Il y a quelques années, la mairie a intégré des vélos quantiques au service public de mobilité. Les journalistes les présentaient comme le moyen de transport le plus efficace depuis l’invention de la roue. Les historiens des sciences acquiesçaient et les guides spirituels qui prônaient plus de calme dans la vie quotidienne se sont retrouvés au chômage.

« Noussommesengagésàdevenirlemodèldevilledontlenouveaumondeabesoin », annonça la maire. Ni les conducteurs ni les piétons n’ont bien accueilli cette nouvelle, mais en l’espace de quelques semaines les gens ne se déplaçaient déjà plus qu’à deux roues.

C’est l’efficacité qui a tout fait. La vitesse maximale atteinte par les nouveaux vélos humiliait celle des voitures et doublait celle des fonctionnaires aux heures de pointe. Au début, la Direction Centrale de la Circulation a introduit de nouvelles limites, mais les chiffres devaient s’écrire en notation scientifique et les nouveaux cyclistes n’avaient pas le temps de faire la conversion mentale au passage du nouveau moteur. Ils se sont vite rendu compte qu’en leur absence le nombre d’accidents chutait à pratiquement zéro. Ils ont rétabli le « libreappréciation » et se sont targués d’avoir découvert le rythme naturel de l’être humain à travers son véhicule instinctif.

Même pas les techniciens qui ont conçu les nouveaux vélos n’avaient prévu la rapidité avec laquelle ce rêve urbain anonyme mais inconscient allait être adopté. Une nouvelle notion du temps s’est instaurée. Peu à peu, les citoyens ont commencé à passer la vitesse supérieure dans tous les domaines de la vie humaine. Les interactions de plus de trois minutes se programmaient lors de rencontres formelles ; cuisiner est devenu un acte poétique ; on a optimisé les électroménagers pour synchroniser la vie quotidienne et maintenir stable la relation temporelle entre faire les courses et rentrer du travail. Aujourd’hui personne n’envisage de revenir au rythme d’avant, ni de suer à nouveau en montant les côtes.

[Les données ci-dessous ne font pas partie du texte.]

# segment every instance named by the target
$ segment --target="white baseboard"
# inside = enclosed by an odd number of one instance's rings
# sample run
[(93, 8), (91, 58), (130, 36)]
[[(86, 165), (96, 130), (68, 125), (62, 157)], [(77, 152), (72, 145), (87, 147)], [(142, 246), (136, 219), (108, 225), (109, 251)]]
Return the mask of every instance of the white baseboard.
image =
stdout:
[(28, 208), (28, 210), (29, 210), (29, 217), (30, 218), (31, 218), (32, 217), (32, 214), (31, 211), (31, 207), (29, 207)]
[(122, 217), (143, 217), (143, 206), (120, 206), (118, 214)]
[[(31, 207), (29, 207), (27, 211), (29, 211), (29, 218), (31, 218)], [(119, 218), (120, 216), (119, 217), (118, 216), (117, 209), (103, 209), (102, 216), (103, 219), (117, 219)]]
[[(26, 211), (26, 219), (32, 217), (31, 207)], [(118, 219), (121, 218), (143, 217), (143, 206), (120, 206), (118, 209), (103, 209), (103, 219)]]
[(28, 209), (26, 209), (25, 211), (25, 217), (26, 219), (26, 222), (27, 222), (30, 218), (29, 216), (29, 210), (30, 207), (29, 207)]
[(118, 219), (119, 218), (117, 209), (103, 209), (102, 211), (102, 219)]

Peu nombreux sont ceux qui continuent à utiliser le modèle mécanique. Je fais partie de ceux-là. Nous faisons partie des « coûtsdetransition », comme les appelle la nouvelle candidate présidentielle. Bien que les cyclistes quantiques voyagent dans une autre dimension temporelle, nous continuons à partager la même voie, et même si nous ne parvenons pas à les voir, nous pouvons entendre parfaitement leurs insultes articulées quand leur traînée de lumière nous double par la gauche. Pour eux il s’agit d’un romantisme terroriste qui coûte des vies : c’est la paire d’accidents enregistrés l’année dernière et attribués à la « négliglentelenteurdescyclistesmécaniques », comme le souligne l’Organisation Mondiale de la Santé.

Le dernier accident m’implique directement. Dans quelques heures je comparais en tant qu’accusé. Ce matin, en allant au travail, le feu a changé de couleur et je me suis arrêté alors qu’il était déjà rouge. Au même instant, un corps a été projeté dans mon dos, roulant plusieurs mètres sur l’asphalte. Il était sur un vélo quantique. Il s’est relevé couvert de bleus et la peau écorchée et m’a crié quelentquelimbécile et qu’il restait encore cinq heures avant que ça passe au rouge. Il m’a menacé de me poursuivre en justice au plus vite.

C’est dommage de devoir faire face à ça maintenant que j’avais déjà trouvé un moyen de passer inaperçu. Je me suis rendu compte que si jepédalerapidementjetranspireetjemefatigue, même si je suis sur un vélo mécanique, les gens cessent de m’apostropher. Mais il y a des choses qui échappent à mon contrôle et je ne peux pas pédaler contre le temps.